# Audio Advice Open Day - 19th July



## Jmax (Dec 4, 2005)

To celebrate the opening of our new premesis we will be having an open day and show and shine.

All clubs and individuals welcome.


----------



## spitfire (Feb 10, 2007)

Jmax said:


> To celebrate the opening of our new premesis we will be having an open day and show and shine.
> 
> All clubs and individuals welcome.


Sounds good :thumb: Excuse the pun


----------



## Silva1 (Sep 16, 2007)

chavs r us


----------



## illeagalhunter (Jun 17, 2007)

I mite just come down to see what can be done to myy FN2


----------



## Jmax (Dec 4, 2005)

Silva1 said:


> chavs r us


hardly chavs r us man, this is top end audio that yes will probably attract the odd chav but is aimed more at the person that takes pride in their motors and sounds, heres a few pics of some motors that were at the show over here in northern ireland


----------



## Grizzle (Jul 12, 2006)

Very nice if your needing a hand prepping some cars for the day gimme a shout

Graham 07738660884

Graham(@)Customdetailers.co.uk without the ()

Loving the VRS


----------



## Audio Advice (May 1, 2006)

*Our show*

JMax

Cheers for the defensive counter post sir.

We do concentrate our efforts on high end audio and AV installations but do the odd mental demo car to show off our capabilities also. Not really a chav operation but each to their own.
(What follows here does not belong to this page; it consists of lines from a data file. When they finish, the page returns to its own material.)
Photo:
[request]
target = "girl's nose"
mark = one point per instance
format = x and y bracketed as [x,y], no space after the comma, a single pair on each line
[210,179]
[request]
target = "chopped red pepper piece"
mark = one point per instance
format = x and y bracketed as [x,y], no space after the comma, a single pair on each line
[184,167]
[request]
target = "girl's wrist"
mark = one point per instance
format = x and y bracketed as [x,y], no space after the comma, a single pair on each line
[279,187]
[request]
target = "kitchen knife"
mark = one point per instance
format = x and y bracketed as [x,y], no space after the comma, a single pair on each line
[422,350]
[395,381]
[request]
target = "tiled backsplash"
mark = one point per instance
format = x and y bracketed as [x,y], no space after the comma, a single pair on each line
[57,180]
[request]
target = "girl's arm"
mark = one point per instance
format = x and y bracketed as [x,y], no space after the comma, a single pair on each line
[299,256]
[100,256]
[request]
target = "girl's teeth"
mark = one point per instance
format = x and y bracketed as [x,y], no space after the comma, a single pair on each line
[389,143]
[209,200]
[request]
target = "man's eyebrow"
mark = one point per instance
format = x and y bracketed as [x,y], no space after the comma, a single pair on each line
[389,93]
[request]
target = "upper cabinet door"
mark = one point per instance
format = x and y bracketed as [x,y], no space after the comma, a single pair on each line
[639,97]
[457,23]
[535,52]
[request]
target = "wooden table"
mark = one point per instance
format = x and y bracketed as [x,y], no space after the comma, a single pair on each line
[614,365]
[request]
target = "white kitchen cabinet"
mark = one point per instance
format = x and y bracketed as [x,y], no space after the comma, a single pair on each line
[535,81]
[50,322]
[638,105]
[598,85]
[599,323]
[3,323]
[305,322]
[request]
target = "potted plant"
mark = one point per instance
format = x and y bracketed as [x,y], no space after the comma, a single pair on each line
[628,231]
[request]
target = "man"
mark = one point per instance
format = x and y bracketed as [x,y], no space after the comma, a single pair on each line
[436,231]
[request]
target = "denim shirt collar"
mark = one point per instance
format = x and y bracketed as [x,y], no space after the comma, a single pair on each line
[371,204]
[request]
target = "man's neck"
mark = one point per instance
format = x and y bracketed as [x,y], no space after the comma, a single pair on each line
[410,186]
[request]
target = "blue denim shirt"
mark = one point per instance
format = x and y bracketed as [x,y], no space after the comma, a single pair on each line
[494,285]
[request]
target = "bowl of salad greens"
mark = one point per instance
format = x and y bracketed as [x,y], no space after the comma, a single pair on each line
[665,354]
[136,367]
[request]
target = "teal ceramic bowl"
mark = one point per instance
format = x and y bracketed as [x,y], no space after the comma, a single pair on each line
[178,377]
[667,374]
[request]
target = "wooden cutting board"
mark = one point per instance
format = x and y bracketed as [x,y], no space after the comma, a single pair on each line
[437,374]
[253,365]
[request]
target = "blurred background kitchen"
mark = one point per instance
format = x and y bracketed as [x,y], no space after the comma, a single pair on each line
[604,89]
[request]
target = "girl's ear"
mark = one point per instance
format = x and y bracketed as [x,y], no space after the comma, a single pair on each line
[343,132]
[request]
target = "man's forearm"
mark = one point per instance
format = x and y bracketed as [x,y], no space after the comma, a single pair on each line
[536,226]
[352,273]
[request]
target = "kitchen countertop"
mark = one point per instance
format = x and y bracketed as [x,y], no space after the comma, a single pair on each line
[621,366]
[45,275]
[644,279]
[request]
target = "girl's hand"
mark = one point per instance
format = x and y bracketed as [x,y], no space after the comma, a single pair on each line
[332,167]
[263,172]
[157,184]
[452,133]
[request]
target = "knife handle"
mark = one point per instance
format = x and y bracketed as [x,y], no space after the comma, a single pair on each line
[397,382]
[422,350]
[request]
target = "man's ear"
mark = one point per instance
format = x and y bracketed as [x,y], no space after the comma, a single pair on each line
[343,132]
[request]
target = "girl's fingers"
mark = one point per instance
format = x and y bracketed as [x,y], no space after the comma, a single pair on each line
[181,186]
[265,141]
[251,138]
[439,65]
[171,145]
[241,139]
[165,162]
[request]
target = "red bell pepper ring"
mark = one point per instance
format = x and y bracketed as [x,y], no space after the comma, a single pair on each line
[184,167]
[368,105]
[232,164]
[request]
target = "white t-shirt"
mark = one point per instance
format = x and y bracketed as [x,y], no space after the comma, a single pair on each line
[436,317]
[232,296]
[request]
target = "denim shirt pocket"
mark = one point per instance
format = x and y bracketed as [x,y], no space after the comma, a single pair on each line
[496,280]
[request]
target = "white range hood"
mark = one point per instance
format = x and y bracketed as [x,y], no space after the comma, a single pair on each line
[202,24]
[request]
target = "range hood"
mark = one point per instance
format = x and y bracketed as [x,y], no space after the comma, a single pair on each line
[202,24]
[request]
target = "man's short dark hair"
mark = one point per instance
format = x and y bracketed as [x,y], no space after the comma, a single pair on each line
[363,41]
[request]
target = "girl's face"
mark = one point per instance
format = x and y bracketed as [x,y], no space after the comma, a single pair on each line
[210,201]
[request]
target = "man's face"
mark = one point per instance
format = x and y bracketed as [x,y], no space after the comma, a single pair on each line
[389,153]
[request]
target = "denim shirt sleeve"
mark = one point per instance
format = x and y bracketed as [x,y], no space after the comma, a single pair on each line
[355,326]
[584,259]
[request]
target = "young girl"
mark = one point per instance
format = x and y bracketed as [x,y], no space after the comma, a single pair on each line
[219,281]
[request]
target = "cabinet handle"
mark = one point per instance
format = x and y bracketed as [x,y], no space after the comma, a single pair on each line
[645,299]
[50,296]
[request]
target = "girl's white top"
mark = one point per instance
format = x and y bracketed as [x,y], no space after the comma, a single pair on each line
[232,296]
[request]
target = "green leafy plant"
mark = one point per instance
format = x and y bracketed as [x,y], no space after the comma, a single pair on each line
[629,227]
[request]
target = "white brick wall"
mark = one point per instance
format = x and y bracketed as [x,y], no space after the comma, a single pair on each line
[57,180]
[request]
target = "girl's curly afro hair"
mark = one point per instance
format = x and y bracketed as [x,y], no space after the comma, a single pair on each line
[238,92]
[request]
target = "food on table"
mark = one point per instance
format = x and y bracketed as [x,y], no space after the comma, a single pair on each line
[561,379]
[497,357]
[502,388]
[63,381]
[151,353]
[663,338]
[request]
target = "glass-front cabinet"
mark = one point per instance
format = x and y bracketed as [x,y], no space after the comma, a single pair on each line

Further evidence of our work is at : www.audioadvice.co.uk

Anyhoo if you live nearby and fancy a wee gander round the cars you're all more than welcome :thumb:

Should be a great day - weather permitting


----------



## Audio Advice (May 1, 2006)

well the shows only a couple of days away, looking forwards to seeing you all there


----------



## spitfire (Feb 10, 2007)

What time are you intending to kick off.


----------



## Audio Advice (May 1, 2006)

spitfire said:


> What time are you intending to kick off.


from about 10am on


----------



## Grizzle (Jul 12, 2006)

I'm friggin working on sat!!! Ah well.


----------



## Scottiedog (Jun 10, 2007)

might come along.


----------



## Audio Advice (May 1, 2006)

*Show update*

Hello foks

Ok - not sure if any of you managed down as it was a bit manic at times but if you did thanks very much for your time.

It was a great day with plenty of interest by all who attended.

A full report will soon be live on our 'custom car' web site at : www.mission22.com

Thanks again :thumb:


----------



## Audio Advice (May 1, 2006)

*Pics and report*

Reports and pics now available for a nosey at: www.mission22.com

Cheers folks


----------



## A57RA1616v (Sep 28, 2008)

hey >NewGuy<  was told to visit scotland region so here i am 

just looking through posts and i went to the open day with my owners club only 4 of us should  was good day.... some cars pics that were posted i didnt see shame though nice cars


----------